The symposium primarily explores the connections between the Alexandrian and the Cappadocian traditions in Late Antiquity, more precisely the ways in which the two centres influenced each other. Papers focused on particular figures are likewise welcomed. For the papers focused on particular figures, they can address the life, personality and contributions of the earlier Alexandrines and St Athanasius, the Cappadocians and St Cyril, from various perspectives, such as historical, theological, literary, spiritual etc. Papers on events, persons and writings directly or indirectly related to the above are also welcome. We welcome, likewise, papers on Church Fathers that are not connected with either Alexandria or Cappadocia.
 
Keynote Speakers 
 

 
  • Topic: "Mystics and Mountains:  Comparing Origen’s Exegesis of the Transfiguration and Gregory of Nyssa’s Exposition of the Sinai Theophany"
  • Paul M. Blowers is the Dean E. Walker Professor of Church History at Emmanuel Christian Seminary in Johnson City, Tennessee, USA. Educated principally in early Christian studies, his specialization is early and Byzantine Christianity. Dr.
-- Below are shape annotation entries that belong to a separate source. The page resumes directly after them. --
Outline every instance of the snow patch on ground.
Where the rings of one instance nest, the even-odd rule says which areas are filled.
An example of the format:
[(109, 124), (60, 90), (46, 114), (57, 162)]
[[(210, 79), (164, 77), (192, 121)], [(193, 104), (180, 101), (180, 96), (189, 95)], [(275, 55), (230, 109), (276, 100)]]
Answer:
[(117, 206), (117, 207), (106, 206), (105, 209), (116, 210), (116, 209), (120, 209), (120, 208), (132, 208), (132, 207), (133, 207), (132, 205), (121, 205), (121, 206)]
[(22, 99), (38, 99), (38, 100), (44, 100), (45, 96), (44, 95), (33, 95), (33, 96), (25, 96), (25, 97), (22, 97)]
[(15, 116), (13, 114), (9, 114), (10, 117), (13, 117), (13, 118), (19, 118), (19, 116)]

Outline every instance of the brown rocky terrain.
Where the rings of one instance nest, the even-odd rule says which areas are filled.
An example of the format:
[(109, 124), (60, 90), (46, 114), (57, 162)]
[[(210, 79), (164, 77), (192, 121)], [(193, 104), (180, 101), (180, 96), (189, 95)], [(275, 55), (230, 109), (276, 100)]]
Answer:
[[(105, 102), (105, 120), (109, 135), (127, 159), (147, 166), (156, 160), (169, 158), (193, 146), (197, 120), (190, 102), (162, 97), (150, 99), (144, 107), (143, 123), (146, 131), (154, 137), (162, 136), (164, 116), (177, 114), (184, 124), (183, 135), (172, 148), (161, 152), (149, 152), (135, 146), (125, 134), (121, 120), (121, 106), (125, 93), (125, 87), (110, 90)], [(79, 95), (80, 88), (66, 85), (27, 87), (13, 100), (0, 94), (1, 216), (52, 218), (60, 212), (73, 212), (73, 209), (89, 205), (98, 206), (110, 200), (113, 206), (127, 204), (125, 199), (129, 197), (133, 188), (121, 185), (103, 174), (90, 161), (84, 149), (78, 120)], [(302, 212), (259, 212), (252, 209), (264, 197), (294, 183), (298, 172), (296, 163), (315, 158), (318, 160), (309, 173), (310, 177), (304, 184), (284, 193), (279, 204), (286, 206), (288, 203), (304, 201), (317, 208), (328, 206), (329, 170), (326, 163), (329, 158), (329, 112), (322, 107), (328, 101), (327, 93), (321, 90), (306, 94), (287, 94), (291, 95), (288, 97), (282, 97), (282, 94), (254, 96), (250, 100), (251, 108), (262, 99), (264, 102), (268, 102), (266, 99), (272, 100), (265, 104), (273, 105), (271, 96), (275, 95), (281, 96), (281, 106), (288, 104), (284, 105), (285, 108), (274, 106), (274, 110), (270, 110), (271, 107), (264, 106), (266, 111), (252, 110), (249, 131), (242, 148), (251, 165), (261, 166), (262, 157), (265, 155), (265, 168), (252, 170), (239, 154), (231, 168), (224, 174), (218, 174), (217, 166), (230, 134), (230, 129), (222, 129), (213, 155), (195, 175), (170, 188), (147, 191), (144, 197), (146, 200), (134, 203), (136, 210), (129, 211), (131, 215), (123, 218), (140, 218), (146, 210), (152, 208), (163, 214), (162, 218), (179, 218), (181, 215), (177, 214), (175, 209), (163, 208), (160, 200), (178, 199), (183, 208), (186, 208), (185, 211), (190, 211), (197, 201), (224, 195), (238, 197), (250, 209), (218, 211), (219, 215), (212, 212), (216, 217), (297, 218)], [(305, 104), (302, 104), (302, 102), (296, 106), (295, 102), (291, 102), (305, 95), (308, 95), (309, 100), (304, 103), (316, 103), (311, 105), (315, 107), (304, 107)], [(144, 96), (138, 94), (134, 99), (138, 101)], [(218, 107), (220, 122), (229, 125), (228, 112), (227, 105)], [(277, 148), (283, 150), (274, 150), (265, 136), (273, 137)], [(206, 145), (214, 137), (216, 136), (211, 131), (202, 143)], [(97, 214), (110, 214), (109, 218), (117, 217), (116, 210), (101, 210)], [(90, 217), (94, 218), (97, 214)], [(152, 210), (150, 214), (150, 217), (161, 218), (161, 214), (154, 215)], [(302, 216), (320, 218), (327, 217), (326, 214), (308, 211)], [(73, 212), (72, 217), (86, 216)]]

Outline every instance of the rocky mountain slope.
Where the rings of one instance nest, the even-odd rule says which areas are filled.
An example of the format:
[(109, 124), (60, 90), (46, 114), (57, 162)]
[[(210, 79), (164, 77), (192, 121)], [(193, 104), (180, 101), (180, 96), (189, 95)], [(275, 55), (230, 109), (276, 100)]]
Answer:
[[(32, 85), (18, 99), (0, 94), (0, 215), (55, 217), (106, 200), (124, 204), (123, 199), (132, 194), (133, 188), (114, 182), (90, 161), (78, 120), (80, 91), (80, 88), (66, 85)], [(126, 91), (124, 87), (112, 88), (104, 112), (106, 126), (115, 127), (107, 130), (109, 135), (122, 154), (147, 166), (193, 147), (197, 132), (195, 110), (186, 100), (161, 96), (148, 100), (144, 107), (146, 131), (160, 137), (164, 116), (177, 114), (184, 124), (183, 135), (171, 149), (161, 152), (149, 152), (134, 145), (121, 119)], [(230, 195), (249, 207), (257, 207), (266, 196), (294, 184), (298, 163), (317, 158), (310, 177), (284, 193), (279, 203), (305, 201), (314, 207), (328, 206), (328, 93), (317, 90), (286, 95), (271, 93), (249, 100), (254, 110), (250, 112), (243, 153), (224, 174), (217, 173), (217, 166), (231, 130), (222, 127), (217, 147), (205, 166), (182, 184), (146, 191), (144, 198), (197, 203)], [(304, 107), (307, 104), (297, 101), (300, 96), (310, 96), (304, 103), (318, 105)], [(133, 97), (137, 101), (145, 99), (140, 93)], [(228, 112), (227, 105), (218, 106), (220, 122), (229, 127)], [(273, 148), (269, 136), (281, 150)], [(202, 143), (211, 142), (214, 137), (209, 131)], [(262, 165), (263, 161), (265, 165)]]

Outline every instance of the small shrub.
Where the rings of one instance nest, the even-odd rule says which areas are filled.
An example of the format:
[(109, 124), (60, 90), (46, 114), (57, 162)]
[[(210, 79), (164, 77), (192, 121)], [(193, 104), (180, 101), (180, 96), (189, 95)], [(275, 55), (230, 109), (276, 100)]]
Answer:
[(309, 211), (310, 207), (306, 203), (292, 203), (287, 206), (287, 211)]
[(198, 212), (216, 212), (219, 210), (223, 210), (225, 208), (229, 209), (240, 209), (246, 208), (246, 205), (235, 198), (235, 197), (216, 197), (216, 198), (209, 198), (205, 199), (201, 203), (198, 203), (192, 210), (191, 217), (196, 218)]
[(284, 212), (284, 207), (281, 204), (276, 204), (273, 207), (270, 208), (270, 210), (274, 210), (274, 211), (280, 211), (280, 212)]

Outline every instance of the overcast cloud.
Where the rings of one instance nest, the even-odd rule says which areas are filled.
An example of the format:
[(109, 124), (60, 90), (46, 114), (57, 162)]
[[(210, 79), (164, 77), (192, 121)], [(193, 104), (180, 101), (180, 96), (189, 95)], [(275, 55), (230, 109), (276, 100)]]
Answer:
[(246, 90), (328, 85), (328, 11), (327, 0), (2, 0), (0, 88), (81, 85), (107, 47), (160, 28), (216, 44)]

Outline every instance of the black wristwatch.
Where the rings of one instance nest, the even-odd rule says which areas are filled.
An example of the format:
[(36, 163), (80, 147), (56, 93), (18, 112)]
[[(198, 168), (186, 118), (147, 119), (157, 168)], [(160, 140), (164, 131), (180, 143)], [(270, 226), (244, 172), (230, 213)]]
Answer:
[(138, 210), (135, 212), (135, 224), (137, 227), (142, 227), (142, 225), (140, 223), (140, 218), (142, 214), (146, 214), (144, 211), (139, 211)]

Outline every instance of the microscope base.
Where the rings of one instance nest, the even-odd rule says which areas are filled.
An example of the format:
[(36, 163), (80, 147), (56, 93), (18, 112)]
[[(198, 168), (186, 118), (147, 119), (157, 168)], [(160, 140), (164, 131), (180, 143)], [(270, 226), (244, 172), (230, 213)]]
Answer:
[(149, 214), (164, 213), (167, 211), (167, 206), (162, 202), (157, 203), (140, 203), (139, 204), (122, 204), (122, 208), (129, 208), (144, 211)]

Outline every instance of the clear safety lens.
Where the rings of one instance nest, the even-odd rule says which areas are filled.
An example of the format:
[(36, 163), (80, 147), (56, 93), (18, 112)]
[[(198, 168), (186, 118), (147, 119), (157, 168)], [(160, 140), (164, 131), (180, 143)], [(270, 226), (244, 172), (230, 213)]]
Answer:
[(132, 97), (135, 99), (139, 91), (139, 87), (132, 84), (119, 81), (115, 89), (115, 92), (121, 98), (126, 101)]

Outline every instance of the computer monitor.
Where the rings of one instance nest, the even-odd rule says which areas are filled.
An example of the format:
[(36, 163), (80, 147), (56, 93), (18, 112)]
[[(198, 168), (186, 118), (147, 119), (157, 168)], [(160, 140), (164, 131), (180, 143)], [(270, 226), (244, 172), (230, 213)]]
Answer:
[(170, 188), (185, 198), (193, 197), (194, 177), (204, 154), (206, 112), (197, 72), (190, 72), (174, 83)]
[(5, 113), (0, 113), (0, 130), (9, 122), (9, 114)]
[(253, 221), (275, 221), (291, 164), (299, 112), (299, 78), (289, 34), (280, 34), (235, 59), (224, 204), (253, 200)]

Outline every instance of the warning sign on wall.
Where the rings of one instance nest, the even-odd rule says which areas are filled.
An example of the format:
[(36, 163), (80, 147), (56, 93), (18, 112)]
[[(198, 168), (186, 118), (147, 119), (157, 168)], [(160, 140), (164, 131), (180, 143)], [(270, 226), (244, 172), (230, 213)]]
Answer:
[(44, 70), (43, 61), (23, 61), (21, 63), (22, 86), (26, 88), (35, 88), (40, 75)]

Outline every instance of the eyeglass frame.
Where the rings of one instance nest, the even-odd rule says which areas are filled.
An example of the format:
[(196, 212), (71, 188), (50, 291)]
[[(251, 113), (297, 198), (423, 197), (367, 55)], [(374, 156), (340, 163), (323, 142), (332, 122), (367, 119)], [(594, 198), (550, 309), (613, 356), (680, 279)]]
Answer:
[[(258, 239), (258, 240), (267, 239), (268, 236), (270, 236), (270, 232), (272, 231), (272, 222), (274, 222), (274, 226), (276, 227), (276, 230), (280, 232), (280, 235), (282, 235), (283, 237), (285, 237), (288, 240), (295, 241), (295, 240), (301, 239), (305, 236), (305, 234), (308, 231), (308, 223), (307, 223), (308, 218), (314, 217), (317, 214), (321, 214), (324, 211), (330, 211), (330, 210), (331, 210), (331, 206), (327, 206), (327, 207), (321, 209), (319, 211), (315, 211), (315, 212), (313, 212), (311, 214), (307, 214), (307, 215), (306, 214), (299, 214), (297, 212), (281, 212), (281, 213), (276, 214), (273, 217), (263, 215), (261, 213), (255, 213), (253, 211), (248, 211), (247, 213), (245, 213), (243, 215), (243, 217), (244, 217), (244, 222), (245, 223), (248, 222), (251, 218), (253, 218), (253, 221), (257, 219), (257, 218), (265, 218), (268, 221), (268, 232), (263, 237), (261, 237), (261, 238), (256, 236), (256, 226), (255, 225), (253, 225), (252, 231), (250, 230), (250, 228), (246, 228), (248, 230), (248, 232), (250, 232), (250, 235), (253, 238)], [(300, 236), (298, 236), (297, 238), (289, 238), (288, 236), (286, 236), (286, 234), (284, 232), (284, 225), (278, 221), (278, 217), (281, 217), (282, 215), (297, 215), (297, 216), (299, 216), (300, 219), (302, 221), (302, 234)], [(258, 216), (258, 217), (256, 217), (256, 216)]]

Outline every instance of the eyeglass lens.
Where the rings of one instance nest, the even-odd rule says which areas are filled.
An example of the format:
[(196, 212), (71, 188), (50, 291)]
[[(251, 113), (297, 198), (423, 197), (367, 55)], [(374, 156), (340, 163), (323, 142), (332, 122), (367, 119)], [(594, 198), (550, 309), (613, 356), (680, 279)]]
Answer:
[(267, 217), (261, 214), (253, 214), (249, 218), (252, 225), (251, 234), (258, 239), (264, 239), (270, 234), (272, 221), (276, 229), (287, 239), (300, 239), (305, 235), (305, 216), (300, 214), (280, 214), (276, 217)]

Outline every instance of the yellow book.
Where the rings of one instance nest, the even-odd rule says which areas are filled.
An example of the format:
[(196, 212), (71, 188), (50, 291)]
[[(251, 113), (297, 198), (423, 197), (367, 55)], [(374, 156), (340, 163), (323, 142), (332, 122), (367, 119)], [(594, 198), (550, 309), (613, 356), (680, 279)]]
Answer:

Blowers holds the B.A. magna cum laude from Milligan College (1977), the M.Div. from Emmanuel Christian Seminary (1982), and the M.A. (1986) and Ph.D. (1988) from the University of Notre Dame, where he was a John O’Brien Fellow. He is a past President of the North American Patristics Society, and has been actively involved in that society for over twenty years, and has regularly participated in the quadrennial International Conferences on Patristic Studies at Oxford University. He has authored Drama of the Divine Economy: Creator and Creation in Early Christian Theology and Piety (Oxford University Press, 2012), Exegesis and Spiritual Pedagogy in Maximus the Confessor (University of Notre Dame Press, 1991), and translated On the Cosmic Mystery of Jesus Christ: Selected Writings of St. Maximus the Confessor (St. Vladimir’s Seminary Press, 2003). He has edited The Bible in Greek Christian Antiquity (University of Notre Dame Press, 1997), and co-edited three other books, including In Dominico Eloquio / In Lordly Eloquence: Essays on Patristic Exegesis in Honor of Robert Louis Wilken (Eerdmans, 2003). He is currently co-editing, with Peter Martens, The Oxford Handbook of Early Christian Biblical Interpretation.
and 
 

 
  • Topic: "Signs of Theosis in Synesius of Cyrene"
  • Bronwen Neil is Assistant Director of the Centre for Early Christian Studies at Australian Catholic University, Brisbane, Fellow of the Australian Academy of the Humanities, and a former Fellow of the Alexander von Humboldt-Stiftung. Neil has published widely on Maximus the Confessor, Pope Martin I, Anastasius Bibliothecarius, and Pope Leo I, as well as on poverty and welfare in late antiquity. She co-edited with Pauline Allen the Greek and Latin biographical documents on Maximus the Confessor (CCSG 39, Turnhout–Leuven, 1999), and translated the same documents with Pauline Allen (Oxford Early Christian Texts, Oxford, 2002). She also co-edited and translated the Greek Life of Maximus the Confessor (Early Christian Studies, Strathfield, 2003). She is co-editor of the Brill Companion to Pope Gregory the Great (Leiden, 2013), and the forthcoming Oxford Handbook to Maximus the Confessor, and is current president of the Australian Association for Byzantine Studies.

 

View Abstracts

 

News

  • After the reviewing process, the resulting papers of the 2014 symposium will be published in any of the two annual editions of our journal, Phronema, the second one being entirely dedicated to the symposium.
  • A collective volume containing select peer reviewed articles from 2009-2011 symposia, dedicated to the Cappadocian Fathers, was published in 2013. Edited by Doru Costache and Philip Kariatlis, the volume is produced by St Andrew's Orthodox Press. A second volume resulting from the 2012 and 2013 symposia, dedicated to the Alexandrian Fathers, is scheduled for publication in 2015. Most papers which resulted from the previous symposia have been also published in the two yearly issues of our Faculty's theological journal, Phronema.
  • After this sixth edition, the St Andrew's Patristic Symposia will be organised biennially.